忠兵衛「あはははは。そんな悪趣味はもう飽きたわ。あれは医者だよ、お前が生娘か

    調べるためのな」

おみね「調べるってやらなければ分かりますまい」

洪庵 「やっても分からぬ時もあるでな、膜の有無を調べるのよ」

おみね「膜?そのような物がありんすか」

洪庵 「ある、はずじゃ。でも、ない事もある」

おみね「はぁ、それで気が済むなら良きに計らえばよい」

忠兵衛「言うようになったな。環境の変化は人を変えるか、うん、気に入った」

洪庵 「自分の目利きに自画自賛じゃな」

忠兵衛「土に塗れた品を取り上げ磨けば化ける。実に興味深いではないか」

洪庵 「金持ちの道楽に付き合わせられている儂の身になってみろ」

忠兵衛「済まん済まん。この後好きなものを食わせてやるから」

洪庵 「じゃ、どぜう鍋じゃ」

忠兵衛「それでいいのか、遠慮はいらんぞ」

洪庵 「今食いたいものに変わりはないわ」

忠兵衛「欲のない奴だなぁ、欲を持つこともいい事だぞ」

洪庵 「欲を掻くことは身の程を知る事よ。今の儂にはどぜう鍋が相当」

忠兵衛「謙虚な奴だなぁ」

おみね「四方山話は他で咲かせてくださいませ」

忠兵衛「済まん済まん。今日は謝ってばかりじゃ」

洪庵 「希少な刻限を過ごして幸せな奴だ、あはははは」

おみね「また、振り出しに戻るかえ」


 洪庵はおみねの苛立ちを感じて申し訳なさそうに風呂敷を解いて機器を取り出した。それと同時に忠兵衛が連れてきた助手の女が猿股の小さい物をおみねの肩幅より少し広目に設置した。洪庵はおみねを器具の前に座らせた。助手の女がおみねの足を取り右足、左足と猿股に乗せた。「何をする」と驚くおみねを笑いながら洪庵は見て、おみねの着物の裾を大胆に開けさせた。


おみね「あっ、戯け者、この助平」

洪庵 「助平か、懐かしい趣向じゃな」


 洪庵は、おみねの股間を覗いて生娘か否かを調べるための一連の動作だと説明し、おみねの腰に座布団を差し入れ股間の高さを調整した。行燈をおみねの股間に近づけ位置を確認した。次に忠兵衛から送られた西洋の器具で金属で出来た嘴をおみねの股間に近づけ穴に差し入れ、ギイギイとネジを回しながら嘴を広げていった。子供の拳ほどに広がった穴の奥に行燈の明かりを当てた。

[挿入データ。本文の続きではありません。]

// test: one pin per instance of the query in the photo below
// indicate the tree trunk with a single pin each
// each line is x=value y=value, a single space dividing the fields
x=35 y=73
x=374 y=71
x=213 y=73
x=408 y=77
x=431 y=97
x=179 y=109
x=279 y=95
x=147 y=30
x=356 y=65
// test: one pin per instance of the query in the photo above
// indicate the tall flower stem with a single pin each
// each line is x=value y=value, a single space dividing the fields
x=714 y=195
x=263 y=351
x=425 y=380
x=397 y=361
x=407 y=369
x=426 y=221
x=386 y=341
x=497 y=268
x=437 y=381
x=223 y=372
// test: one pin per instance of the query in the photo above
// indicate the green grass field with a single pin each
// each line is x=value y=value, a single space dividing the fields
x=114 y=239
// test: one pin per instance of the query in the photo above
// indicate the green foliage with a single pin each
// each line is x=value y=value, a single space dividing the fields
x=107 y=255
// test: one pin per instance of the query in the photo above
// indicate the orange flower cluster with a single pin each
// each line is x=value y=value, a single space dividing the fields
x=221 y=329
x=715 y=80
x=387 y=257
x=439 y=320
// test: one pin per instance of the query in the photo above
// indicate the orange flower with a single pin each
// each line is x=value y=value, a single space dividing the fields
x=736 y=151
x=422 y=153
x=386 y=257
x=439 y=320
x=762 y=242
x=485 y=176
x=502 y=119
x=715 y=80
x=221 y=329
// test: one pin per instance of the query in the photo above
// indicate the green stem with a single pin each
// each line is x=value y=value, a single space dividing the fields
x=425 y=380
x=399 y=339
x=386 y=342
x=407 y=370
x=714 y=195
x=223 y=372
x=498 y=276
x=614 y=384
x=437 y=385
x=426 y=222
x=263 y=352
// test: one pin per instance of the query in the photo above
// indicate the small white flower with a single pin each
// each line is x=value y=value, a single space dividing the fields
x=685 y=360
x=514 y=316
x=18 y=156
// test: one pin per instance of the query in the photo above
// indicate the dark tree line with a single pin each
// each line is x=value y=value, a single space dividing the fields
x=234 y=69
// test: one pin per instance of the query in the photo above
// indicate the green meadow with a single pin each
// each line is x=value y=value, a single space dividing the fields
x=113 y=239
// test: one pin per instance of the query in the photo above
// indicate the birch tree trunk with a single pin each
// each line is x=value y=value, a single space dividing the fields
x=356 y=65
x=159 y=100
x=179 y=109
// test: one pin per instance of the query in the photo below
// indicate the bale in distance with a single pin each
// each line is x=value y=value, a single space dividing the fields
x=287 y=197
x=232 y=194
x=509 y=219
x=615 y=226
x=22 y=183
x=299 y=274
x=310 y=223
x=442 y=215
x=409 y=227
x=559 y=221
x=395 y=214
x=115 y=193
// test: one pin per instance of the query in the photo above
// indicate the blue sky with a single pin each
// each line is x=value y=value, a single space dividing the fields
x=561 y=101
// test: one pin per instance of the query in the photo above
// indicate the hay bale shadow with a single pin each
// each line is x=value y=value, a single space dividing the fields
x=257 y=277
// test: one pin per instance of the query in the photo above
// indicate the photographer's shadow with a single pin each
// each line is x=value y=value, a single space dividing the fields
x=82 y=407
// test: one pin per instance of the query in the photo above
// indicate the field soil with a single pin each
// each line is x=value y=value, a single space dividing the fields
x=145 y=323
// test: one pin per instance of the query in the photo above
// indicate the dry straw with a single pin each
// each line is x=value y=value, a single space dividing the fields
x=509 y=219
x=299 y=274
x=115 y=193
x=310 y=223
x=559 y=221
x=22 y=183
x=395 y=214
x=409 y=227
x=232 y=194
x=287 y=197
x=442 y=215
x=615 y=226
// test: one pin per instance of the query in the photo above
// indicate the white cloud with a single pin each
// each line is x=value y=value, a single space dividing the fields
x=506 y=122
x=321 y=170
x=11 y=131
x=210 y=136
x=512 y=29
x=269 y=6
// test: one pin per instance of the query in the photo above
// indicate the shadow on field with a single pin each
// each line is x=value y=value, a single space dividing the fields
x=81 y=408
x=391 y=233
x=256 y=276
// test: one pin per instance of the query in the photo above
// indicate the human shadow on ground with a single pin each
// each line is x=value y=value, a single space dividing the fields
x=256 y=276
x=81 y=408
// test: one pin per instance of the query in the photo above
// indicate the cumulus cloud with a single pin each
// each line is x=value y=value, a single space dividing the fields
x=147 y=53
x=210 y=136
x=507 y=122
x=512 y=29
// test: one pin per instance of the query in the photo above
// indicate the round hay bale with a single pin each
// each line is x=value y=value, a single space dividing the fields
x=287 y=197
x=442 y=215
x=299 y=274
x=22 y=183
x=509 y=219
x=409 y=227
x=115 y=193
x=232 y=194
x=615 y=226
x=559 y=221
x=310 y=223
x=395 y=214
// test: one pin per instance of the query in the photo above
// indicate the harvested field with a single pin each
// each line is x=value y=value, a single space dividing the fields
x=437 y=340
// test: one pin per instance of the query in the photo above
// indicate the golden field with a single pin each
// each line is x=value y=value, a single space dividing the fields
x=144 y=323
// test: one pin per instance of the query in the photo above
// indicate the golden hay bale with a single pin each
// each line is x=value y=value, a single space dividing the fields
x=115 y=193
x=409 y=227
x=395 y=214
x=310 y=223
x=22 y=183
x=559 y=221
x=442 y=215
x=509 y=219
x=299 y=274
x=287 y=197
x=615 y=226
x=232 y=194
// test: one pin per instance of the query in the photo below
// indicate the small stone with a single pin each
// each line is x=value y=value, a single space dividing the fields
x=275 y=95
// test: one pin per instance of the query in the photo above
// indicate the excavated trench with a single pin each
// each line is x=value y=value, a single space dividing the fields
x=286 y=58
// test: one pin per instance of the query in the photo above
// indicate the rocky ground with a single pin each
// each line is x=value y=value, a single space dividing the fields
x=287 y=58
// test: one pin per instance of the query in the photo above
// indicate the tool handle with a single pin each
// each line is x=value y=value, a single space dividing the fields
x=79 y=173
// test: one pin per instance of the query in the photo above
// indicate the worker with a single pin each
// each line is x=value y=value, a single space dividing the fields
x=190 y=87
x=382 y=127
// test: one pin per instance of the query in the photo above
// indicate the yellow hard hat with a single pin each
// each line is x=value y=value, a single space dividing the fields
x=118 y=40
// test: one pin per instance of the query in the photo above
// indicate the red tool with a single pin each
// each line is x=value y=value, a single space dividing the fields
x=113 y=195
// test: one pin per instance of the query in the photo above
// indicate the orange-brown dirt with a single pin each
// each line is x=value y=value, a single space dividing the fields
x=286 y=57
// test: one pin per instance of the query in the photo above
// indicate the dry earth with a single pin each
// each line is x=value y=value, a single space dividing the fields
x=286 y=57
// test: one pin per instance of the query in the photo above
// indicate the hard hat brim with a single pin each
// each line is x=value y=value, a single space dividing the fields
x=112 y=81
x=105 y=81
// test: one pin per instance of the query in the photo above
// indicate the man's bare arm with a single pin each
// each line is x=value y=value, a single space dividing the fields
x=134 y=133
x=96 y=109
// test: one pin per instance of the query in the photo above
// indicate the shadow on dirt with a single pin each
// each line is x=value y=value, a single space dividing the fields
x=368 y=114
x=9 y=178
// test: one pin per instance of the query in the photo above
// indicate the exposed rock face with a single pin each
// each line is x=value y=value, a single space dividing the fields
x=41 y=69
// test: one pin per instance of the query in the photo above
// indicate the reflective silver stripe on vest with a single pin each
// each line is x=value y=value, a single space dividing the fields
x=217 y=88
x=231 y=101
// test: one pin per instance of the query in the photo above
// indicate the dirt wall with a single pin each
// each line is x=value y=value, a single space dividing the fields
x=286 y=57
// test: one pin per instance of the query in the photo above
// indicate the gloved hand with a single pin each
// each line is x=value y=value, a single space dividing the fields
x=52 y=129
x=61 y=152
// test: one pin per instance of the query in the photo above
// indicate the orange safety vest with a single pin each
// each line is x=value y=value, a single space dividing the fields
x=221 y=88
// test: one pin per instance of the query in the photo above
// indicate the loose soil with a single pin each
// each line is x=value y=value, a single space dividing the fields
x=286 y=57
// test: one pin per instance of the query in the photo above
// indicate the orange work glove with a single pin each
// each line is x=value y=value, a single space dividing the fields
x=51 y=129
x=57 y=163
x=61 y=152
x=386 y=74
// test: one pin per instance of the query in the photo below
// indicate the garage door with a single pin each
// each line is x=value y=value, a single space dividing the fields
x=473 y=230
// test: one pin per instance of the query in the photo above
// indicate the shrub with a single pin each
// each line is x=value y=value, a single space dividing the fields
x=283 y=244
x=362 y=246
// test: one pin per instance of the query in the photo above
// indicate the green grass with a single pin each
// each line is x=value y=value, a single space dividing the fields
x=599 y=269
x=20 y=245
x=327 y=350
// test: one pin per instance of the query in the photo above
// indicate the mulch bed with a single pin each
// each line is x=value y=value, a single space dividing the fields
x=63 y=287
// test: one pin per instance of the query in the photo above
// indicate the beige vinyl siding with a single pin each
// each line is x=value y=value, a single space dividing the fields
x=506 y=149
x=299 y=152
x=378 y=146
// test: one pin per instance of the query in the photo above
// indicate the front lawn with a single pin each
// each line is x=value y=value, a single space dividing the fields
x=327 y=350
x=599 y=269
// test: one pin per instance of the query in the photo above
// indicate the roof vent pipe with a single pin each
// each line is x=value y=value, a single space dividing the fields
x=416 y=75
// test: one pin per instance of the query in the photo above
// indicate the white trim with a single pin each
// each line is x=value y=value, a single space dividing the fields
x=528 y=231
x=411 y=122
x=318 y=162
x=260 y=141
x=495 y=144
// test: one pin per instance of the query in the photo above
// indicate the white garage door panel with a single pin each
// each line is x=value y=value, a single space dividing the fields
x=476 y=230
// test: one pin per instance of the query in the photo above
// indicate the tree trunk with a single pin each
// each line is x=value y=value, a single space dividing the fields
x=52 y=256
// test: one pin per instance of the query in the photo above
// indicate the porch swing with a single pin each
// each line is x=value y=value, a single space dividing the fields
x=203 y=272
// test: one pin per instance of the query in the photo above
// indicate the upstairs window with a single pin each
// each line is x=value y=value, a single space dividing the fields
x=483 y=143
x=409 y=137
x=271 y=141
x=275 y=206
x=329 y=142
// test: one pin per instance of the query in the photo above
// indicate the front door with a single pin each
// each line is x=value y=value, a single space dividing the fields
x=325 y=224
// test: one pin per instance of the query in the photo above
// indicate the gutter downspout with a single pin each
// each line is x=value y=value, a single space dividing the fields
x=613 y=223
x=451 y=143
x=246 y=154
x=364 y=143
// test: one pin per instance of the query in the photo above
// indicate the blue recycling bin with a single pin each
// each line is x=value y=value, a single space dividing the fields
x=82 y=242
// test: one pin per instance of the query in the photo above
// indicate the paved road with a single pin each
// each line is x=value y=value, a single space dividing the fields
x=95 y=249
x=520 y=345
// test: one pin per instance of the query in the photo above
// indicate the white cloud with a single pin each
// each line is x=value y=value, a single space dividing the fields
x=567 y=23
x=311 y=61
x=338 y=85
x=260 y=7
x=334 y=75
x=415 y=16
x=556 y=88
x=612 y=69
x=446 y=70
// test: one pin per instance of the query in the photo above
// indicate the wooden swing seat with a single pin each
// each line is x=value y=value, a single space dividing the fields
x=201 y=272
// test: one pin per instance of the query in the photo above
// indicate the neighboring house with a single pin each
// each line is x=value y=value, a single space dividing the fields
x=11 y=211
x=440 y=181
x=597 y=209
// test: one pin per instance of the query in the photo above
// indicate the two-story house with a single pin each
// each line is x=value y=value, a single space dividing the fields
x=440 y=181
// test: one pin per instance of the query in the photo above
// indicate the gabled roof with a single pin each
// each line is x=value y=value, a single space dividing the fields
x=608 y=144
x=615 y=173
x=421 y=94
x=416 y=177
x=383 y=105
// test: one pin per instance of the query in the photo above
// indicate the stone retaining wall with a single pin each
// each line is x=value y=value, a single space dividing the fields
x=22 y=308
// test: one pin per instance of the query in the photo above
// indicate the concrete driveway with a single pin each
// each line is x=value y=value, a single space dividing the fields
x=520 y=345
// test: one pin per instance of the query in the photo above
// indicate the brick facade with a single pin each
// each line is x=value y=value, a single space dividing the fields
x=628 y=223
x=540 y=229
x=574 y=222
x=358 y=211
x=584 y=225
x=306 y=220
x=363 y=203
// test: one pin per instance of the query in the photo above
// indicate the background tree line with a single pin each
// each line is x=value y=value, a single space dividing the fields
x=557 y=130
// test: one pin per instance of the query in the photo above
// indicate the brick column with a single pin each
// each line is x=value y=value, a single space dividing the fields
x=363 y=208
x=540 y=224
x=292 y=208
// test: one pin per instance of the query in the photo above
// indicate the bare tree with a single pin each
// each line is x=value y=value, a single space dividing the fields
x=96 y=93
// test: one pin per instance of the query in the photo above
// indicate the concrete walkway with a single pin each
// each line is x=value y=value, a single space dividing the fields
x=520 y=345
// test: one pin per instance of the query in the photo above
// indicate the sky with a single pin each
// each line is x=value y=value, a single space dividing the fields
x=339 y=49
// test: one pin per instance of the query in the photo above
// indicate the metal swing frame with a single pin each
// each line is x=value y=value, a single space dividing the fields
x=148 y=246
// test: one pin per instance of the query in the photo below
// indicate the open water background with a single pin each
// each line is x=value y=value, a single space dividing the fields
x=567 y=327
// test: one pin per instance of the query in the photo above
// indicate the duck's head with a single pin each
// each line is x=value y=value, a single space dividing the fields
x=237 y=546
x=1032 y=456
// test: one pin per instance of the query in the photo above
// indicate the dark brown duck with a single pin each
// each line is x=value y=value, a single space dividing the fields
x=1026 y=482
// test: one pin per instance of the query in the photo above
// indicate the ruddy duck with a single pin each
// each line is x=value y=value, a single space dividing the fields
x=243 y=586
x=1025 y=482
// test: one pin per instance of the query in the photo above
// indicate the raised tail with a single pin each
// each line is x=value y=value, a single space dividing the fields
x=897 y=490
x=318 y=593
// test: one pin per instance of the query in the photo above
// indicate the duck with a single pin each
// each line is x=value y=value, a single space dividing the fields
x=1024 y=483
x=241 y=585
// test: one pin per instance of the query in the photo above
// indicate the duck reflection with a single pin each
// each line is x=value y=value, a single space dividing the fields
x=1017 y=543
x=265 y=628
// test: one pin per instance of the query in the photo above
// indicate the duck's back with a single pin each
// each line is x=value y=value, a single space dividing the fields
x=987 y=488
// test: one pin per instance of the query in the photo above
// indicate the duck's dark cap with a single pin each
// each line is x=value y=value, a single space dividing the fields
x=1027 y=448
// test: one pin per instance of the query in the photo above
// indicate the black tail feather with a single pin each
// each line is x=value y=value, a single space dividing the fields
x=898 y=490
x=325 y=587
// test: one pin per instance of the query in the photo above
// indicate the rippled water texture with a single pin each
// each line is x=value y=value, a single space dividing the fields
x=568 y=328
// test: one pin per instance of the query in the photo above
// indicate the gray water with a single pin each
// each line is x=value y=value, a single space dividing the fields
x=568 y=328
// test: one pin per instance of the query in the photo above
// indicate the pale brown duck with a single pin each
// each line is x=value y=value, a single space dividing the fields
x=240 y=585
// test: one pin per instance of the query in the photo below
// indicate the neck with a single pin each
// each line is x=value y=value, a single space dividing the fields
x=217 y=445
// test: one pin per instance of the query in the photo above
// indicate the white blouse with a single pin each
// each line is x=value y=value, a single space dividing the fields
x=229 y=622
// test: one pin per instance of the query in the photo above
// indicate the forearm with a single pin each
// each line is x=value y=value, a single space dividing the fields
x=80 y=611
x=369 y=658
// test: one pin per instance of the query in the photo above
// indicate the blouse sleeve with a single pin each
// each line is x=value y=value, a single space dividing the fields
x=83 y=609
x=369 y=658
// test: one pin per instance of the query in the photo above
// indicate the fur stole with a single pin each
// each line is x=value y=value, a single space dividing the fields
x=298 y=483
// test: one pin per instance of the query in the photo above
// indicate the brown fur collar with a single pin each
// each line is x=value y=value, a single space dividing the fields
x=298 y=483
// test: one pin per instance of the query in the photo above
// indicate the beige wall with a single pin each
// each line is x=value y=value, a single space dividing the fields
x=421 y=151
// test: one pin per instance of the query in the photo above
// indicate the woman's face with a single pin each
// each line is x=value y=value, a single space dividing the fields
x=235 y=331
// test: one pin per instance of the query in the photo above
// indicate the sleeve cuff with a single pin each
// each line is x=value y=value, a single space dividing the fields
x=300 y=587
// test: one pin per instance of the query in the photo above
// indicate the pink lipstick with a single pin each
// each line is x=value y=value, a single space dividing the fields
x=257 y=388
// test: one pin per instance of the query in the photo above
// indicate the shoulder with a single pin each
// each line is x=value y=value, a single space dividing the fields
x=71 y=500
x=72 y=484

洪庵 「うん、儂が知る白い膜がある、生娘じゃ、良かったな忠兵衛さん」

忠兵衛「そうか」

洪庵 「覗いてみるかい忠兵衛さん」


 洪庵の善意は忠兵衛には悪趣味と思え「いや」と丁寧に断った。それに対して洪庵は「なかなか見る機会がないのに勿体ない」と笑って無理押しは止めた。


おみね「ご老体の戯れは終わったかい」


と飽きれた趣向に付き合わせられたおみねは吐き捨ててみせた。